As I turn my attention away from the article, I see this theme reinforced in the blogosphere. Single Black Male is a blog I visit; it's always interesting to read different perspectives. Sometimes I agree with their points of view, sometimes I do not. Today's post was one guy's perspective who felt that women with advanced degrees thought this would assist them in landing a man. It was titled: Degrees don't make you sexy, miss… Sorry.
I added a comment to share that I know no such delusional black women who think this. Cuz I'm sorry too. I'm sorry that listening to all the "helpful" and "insightful" feedback given to sistahs makes me want to dig up Walt Disney and pop him squarely in the jaw while shouting, "Cinderella is a LIE." Seriously, Prince Charming coming to save you? Sistah, get that paper and save yo'self.
Just based on what I've read in the last month in the blogosphere a black woman cannot be too light or too dark. She cannot be too big or too thin. She cannot overachieve or underachieve. She must speak her mind but not get mouthy. She must have her own money but not lord this fact over her man (if she has one). She needs to have a combination of HGTV and ESPN knowledge in her head. She must be confident but not stuck-up. She can work but not let her career infringe on her role as wife/girlfriend/mother/boo. She can be cute, beautiful or hot but only one of those is marriage material apparently. She must be talented in bed but not so talented as to be hoe-ish (is that word?). And it's a whole other thing discussing a black woman and her hair (the debate between natural vs. permed vs. weave rages on). You find the girl who can straddle all of that and I say clone her DNA immediately and hustle her down the aisle.

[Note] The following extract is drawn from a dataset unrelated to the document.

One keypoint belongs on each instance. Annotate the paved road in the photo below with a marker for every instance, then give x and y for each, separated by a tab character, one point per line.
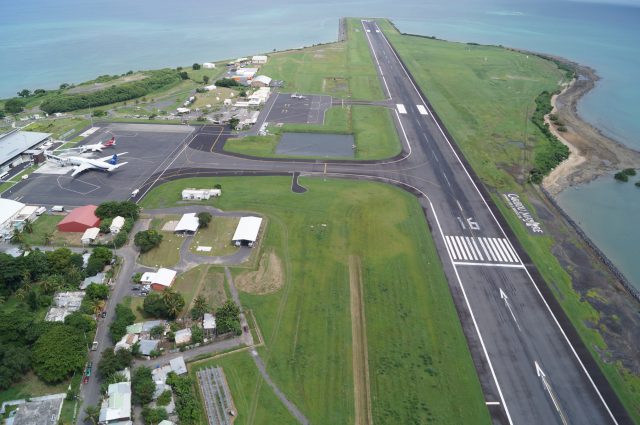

Ladies, to all of this I call BULLSHIGGITY. I've got one 44-year old friend that just got engaged. I have a 34-year old friend who is getting divorced. They both have advanced degrees and are well-maintained, good looking women. That didn't stop one from catching a guy or the other from losing hers. But that doesn't make for snazzy headlines or controversial blog posts. It's much easier to pile on all these smart-ass black Superwomen who have "priced themselves out of the market." Le Sigh… backing away from the keyboard.
One last thing… I wish before these Harvard ladies shared their study, they took a second to understand its impact. I wish before another fella writes a post to black women about how to catch and keep a man, they would walk a mile in our pumps. And more than that, I wish for my sisters to keep their head up, keep on steppin' and keep the faith. Now take a second, take a deep breath and exhale.
Was this just a sleep deprived rant or do I have some valid points in here?